Mindfulness is not a comfort zone. It’s a challenge.
First, let us consider what mindfulness, that is, sitting in meditation does. Numerous studies have shown there are tangible benefits to be gained from meditation. The most recent one will be published in the Jan. 30 issue of the journal Psychiatry Research: Neuroimaging. MRI images were taken of the brains of volunteers two weeks before and after they took an eight-week Mindfulness-Based Stress Reduction program at the University of Massachusetts Center for Mindfulness. MRI scans of a control group of people who did not participate in the course were also analyzed.
You can read the details here at Science Daily, where Sara Lazar, PhD, the study’s senior author is quoted as saying,
Although the practice of meditation is associated with a sense of peacefulness and physical relaxation, practitioners have long claimed that meditation also provides cognitive and psychological benefits that persist throughout the day. This study demonstrates that changes in brain structure may underlie some of these reported improvements and that people are not just feeling better because they are spending time relaxing.
Specifically, the study found increase in the grey matter density in the hippocampus (important for learning and memory) in participants and in structures associated with self-awareness, compassion and introspection. No increases were found in the control group.
That brain structure is changed by meditation may not exactly be proof of Dogen’s maxim that “sitting is enlightenment” (“practice and enlightenment are one”, shusho-ichinyo) but just sitting certainly has verifiable and substantial benefits. These studies only confirm what many persons have known for a long time. In 1954, some fifty-seven years ago, meditation master Yin Shih Tzu wrote in Tranquil Sitting,
Meditation develops your innate energies. With practice, you can take charge of your mind and body, preventing disease before it arises. Shouldn’t everyone make an effort to learn something like this? Superficially, meditation looks easy, but if you practice without patience, determination, and a long-term sense of devotion, you will never realize its benefits.

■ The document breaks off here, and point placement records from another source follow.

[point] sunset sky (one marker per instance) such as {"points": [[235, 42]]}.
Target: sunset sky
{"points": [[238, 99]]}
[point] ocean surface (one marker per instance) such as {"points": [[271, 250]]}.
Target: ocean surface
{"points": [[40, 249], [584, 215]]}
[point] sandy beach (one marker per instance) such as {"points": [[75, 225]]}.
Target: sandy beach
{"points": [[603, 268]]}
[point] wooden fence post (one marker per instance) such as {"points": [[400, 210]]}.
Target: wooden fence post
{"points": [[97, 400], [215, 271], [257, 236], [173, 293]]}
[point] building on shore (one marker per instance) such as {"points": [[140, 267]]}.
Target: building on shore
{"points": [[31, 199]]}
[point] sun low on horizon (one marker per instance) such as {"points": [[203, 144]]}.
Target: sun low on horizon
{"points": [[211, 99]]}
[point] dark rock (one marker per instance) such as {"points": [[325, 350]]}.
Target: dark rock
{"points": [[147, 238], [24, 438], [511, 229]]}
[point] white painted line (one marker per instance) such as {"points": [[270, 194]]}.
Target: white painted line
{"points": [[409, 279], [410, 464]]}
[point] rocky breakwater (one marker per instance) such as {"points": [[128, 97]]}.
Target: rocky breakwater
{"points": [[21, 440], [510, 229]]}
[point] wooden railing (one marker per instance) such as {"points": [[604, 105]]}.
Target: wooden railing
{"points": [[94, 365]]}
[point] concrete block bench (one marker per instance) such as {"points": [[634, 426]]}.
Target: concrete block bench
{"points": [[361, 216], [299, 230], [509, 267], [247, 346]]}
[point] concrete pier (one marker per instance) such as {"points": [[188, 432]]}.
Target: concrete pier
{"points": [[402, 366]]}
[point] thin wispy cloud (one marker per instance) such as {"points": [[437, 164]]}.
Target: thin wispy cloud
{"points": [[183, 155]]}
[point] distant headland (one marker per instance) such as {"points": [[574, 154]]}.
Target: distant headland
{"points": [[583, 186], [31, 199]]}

Yin Shih Tzu alludes to the first two challenges of mindfulness. One, is simply to do it. Actually, meditation doesn’t always look easy. I can think of any number of activities that require less effort and concentration. The second challenge is to keep doing it. Not so easy either. Perhaps it is not everyone’s experience, but for me, maintaining a regular practice has at times been a real struggle.
However, the biggest challenge is to carry mindfulness in our daily life. It’s one thing to be mindful while sitting or when engaged in some dharma activity. What really matters, though, is when we are in any one of the seeming infinite irritating, frustrating, patience-testing, humor-losing, anger-provoking situations we encounter almost daily. That’s when mindfulness really counts.

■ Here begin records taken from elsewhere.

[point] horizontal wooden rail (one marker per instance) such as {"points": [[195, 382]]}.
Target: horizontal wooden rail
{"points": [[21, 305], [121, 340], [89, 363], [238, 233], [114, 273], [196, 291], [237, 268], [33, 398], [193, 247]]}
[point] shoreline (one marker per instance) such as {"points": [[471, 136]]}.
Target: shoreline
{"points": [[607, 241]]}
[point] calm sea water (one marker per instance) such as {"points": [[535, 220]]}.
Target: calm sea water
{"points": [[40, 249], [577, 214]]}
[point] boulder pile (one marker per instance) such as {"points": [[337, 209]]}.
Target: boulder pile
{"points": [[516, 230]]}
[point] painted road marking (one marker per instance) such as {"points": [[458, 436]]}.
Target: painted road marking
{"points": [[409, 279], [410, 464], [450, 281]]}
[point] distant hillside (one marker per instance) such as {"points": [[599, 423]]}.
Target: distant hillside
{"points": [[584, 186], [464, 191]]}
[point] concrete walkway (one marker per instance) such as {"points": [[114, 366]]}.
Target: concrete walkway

As the study cited above shows, just sitting in meditation, by itself, can naturally produce changes that help us keep our cool in stressful situations, as well as improve our ability to focus and maintain attention to whatever we’re doing; still, some active discipline is required on our part. There’s that split-second, that flash of a moment, when we make a decision to react in either a positive, neutral, or negative way. I know from my own experience that no amount of time spent on the meditation mat can aid if you have not learned the basic art of controlling your mind and emotions. Meditation helps with that, too, and that why we sometimes call it “training the mind”, and yet in the end, it’s up to us.
In the SGI they used to say, and no doubt still do, “Buddhism equals daily life.” This is the prime point of Buddhist practice. Because it’s in daily life that we confront our sufferings head on. And so, daily life is where we must overcome those sufferings. Total mindfulness. That’s what we’re after. Or, as close to that as we can get. Daunting. Awesome.
Right meditation is not escapism; it is not meant to provide hiding-places for temporary oblivion. Realistic meditation has the purpose of training the mind to face, to understand and to conquer this very world in which we live.
Nyanaponika Thera, Power of Mindfulness
It’s important that always we make the connection between sitting and day to day activities. Daily life is the real challenge of mindfulness, and if you are like me, perhaps you’ve found that it is also where we get some of the most profound and useful realizations.END=OM MANI PADME HUM.( 3 TIMES ).23/12/2011.